И тогда я поняла, что это не было сном. Это произошло со мной на самом деле.
Тимур
Час спустя в подвал спустился Стариков. Осматривая обстановку хмурым взглядом, он задержался на ноже, который я небрежно всунул в ладонь Преснякова и пристально посмотрел на меня.
— Самооборона?
Я кивнул.
— Оружие зарегистрировано?
— Да.
— Это хорошо. Скорая уже в пути.
Вытащив из кармана сотовый, Андрей вызвал своих ребят из отдела. Илона по-прежнему прижималась ко мне, вцепившись в шею и дрожа, как осиновый лист. Едва в крошечном окне под потолком блеснули синие маячки, я передал Романову Андрею, а сам с трудом поднялся на ноги и поковылял следом, игнорируя боль в бедре и прилипшие к коже джинсы.

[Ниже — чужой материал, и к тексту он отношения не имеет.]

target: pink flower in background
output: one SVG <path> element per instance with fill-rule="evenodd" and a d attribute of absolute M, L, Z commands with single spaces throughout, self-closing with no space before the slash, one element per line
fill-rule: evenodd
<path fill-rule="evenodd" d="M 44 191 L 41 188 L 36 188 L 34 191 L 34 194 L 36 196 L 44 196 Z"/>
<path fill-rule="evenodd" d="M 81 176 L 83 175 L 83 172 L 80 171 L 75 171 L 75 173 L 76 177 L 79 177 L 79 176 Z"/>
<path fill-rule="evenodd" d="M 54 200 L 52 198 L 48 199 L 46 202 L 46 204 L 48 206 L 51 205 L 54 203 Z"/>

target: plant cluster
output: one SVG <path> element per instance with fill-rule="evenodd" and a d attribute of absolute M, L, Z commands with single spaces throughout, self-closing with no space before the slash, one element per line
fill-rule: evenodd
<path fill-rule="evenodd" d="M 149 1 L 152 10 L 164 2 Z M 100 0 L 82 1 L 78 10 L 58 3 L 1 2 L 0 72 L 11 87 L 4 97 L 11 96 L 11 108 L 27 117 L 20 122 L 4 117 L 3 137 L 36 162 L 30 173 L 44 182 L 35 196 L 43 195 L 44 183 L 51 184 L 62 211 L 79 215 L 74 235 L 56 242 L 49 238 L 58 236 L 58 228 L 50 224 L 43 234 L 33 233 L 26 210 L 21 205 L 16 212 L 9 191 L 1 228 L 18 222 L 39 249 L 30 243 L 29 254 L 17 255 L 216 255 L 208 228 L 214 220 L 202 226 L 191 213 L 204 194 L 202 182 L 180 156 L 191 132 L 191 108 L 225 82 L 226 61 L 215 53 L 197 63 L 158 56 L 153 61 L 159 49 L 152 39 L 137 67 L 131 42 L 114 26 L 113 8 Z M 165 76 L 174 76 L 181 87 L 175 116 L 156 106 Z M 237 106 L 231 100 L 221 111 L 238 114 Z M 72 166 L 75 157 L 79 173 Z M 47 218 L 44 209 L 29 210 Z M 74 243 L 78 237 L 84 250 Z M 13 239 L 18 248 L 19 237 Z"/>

— Агеев! — окликнул Стариков возле машины скорой помощи, — Постой. Пару вопросов для протокола, остальное оформим сами.
Хмуро посмотрев на приятеля, я перевел взгляд на выползающих из подъехавшего уазика оперативников. Один из них достал чемоданчик из багажника и пошел к дому. Второй поравнялся с нами, держа в руках бумаги, и Андрей, чуть поморщившись при взгляде на мою ногу, коротко кивнул.
— Вкратце: что произошло?
— Вкратце не получится, — усмехнулся я, — Илону похитили вчера вечером.
— Убитый?
— Да.
— Как ты их нашел?
— Нашли его машину, она стояла на Лиговском. Когда объявился водитель, оказалось, что Пресняков отдал ее приятелю, на время.
— Пытался запутать след, значит, — протянул Андрюха, — Так, и что дальше?
— Дальше Стас пробил все адреса, связанные с… — я запнулся, подавляя гнев, — Этим. Парни проверяли квартиры его и родителей. А я поехал сюда — дача, доставшаяся ему от бабки. Услышал крики, выбил окно и проник в дом.
— Звук разбитого стекла не отвлек преступника? — подавший голос мгновенно стушевался, когда Стариков бросил на него грозный взгляд.
— Она очень громко кричала, — прохрипел я, — А он был очень занят.
Мое лицо онемело от гнева, зубы скрипнули друг о друга, а костяшки пальцев хрустнули слишком громко в ночном воздухе. Отвернувшись, я сделал три глубоких вздоха, но успокоиться не получилось — перед глазами мелькнула картина, которую увидел, сбегая по каменным ступенькам.
Темный подвал, грязная тряпка на полу, холод от которого ощущался даже сквозь толстую подошву ботинок. Пронзительные крики Илоны и тело — чуждое и чужое, навалившееся на нее сверху.